Oct 18, 2024 15 min read

Big Blue

Serguei Mourachov, Slack co-founder and Principal Engineer, circa 2017. The numbered balloons at people’s desks were a tradition that marked years of service at the company.

How IBM helped us find our big-company footing

The daily, slow-motion avalanche

The message servers were down. Again.

The #alerts channel lit up with dozens of error reports and outage notifications. Our Operations team scrambled to add capacity and resurrect the dead servers. It was just before 9 in the morning on the west coast. Most of the engineers hadn’t even finished their morning coffee.

It was the third outage of the week. It was Wednesday.

“There are too many users connecting. We must stop connections until we recover.” This was a message in #ops from Serguei Mourachov, co-founder of both Slack and Flickr. Unlike Stewart and Cal who led the company, Serguei kept his focus on building and maintaining the backbone of the service. He was the de facto chief engineer of what was affectionately known as our Java Industrial Complex — the unseen java servers relaying real-time traffic across the service.

Serguei was right — things would continue to get worse, perhaps taking the entire service down, if we didn’t take immediate action. Millions of people were using the product at this point, with many of them connecting every weekday around 9am eastern time or 9am pacific time. At these times of day, our servers were near their peak capacity. This was usually fine. However, when these peak times coincided with anything else that added demand, everyone’s experience on Slack would suffer.

*A typical daily usage graph for Slack from this period, with “twin peaks” when the east and west coasts of North America logged on each morning.*

On this particular Wednesday, that added demand came from a message in a channel with 100,000 members, the largest channel on Slack at the time. Someone sent a message prefixed with the special @channel keyword, which meant that all 100,000 people in that channel would get a notification for it. That in turn meant that some large-ish percentage of those 100,000 people would follow the notification to the channel and connect to Slack, more or less simultaneously.

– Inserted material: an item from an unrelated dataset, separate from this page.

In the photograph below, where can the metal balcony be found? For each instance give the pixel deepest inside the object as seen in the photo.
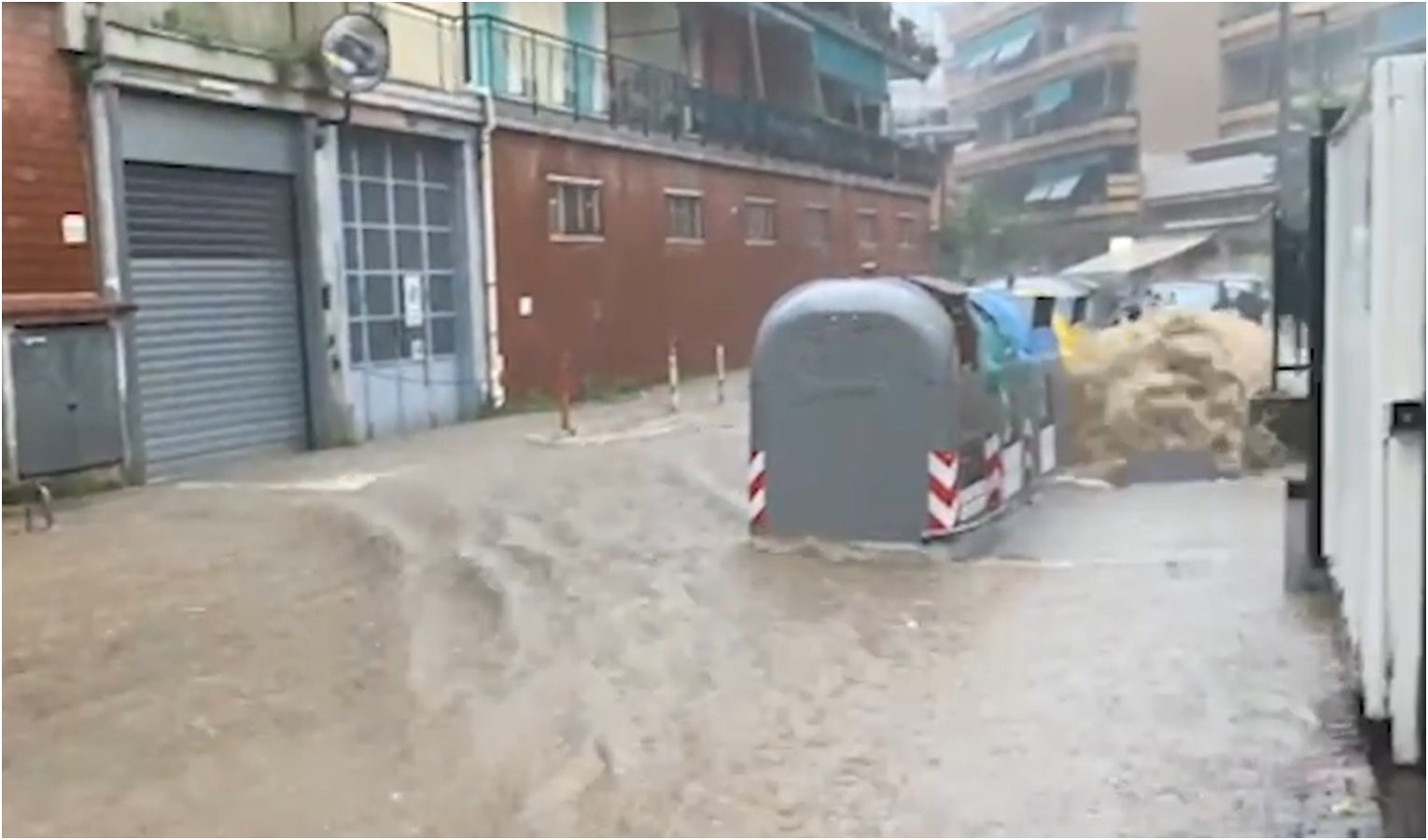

Connecting each person to Slack was no small task. We needed to fetch a list of each user’s channels and direct messages, figure out when the user had last read each one and retrieve new messages they hadn’t yet seen, get a fresh set of “presence” information for all the other users in that team (the 🟢 and ⚪️ online/away dots), compute a bunch of preferences and other sundry bits, package it all up in a tidy format that our apps could use, and send it along to the user’s client.

The more information there was for us to retrieve for each connecting user, the more each new connection increased load on the service. Under the pressure of too many new connections demanding too much information, Slack’s servers would overload and stop responding to requests. However, new users kept trying to connect while the ones who were trying to connect were still trying.

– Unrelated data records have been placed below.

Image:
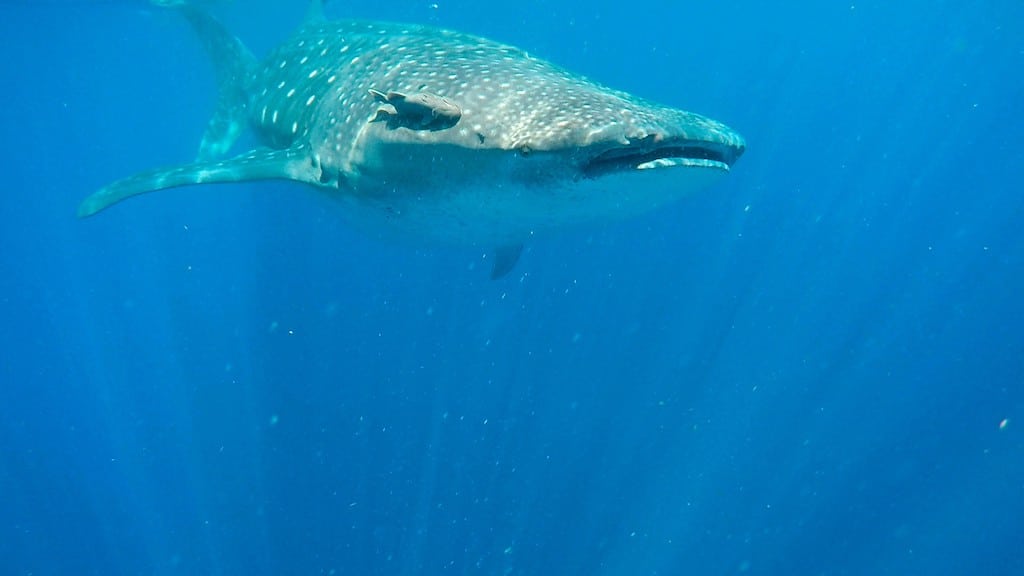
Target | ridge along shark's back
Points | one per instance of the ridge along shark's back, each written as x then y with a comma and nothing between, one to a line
439,135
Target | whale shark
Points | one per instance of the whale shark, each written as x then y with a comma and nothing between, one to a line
437,135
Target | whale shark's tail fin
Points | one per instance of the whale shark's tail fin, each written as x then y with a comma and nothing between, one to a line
235,67
290,164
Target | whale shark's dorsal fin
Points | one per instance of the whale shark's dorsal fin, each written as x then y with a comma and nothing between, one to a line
290,164
235,67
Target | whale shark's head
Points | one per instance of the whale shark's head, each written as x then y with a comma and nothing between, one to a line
517,146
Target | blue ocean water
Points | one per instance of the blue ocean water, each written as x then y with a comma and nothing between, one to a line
815,367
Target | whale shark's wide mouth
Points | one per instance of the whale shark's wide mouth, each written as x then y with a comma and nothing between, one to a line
670,155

If our message servers went fully down during an outage, we had a new problem when they came back up — everyone would try to reconnect all at once. This is known in networked software as the “thundering herd” problem. After a period of unavailability, Slack’s message servers would be inundated with requests and couldn’t handle all the traffic, causing them to go down again. This often led to cascading failures across the service. The stampede trampled us each time we stood a server back up.

We were getting buried. The slow-motion avalanche falling on us kept building every day.

How we got here

An early key to Slack’s success was how easy it was for a team inside a big company to start using it. Our freemium model and web-based client sidestepped the traditional gatekeepers for corporate software: accounting and IT. Slack’s users didn’t need to get permission to buy or install any software to get started. Anyone could go to slack.com, set up a team, and within a few minutes start using Slack with their colleagues. This meant a lot of our early teams were small groups or departments within much bigger companies.

A very early assessment of our scaling issues from cofounder Eric Costello.

We experienced a constant but manageable stream of scaling issues in our first three years. We could quickly address most of these issues in standard, not-unique-to-Slack ways: adding more servers, finding slow database queries to speed up, offloading work to a cache, etc. However, as more large companies started using Slack, we started running into scaling problems that were uniquely ours, because nothing else worked quite like Slack.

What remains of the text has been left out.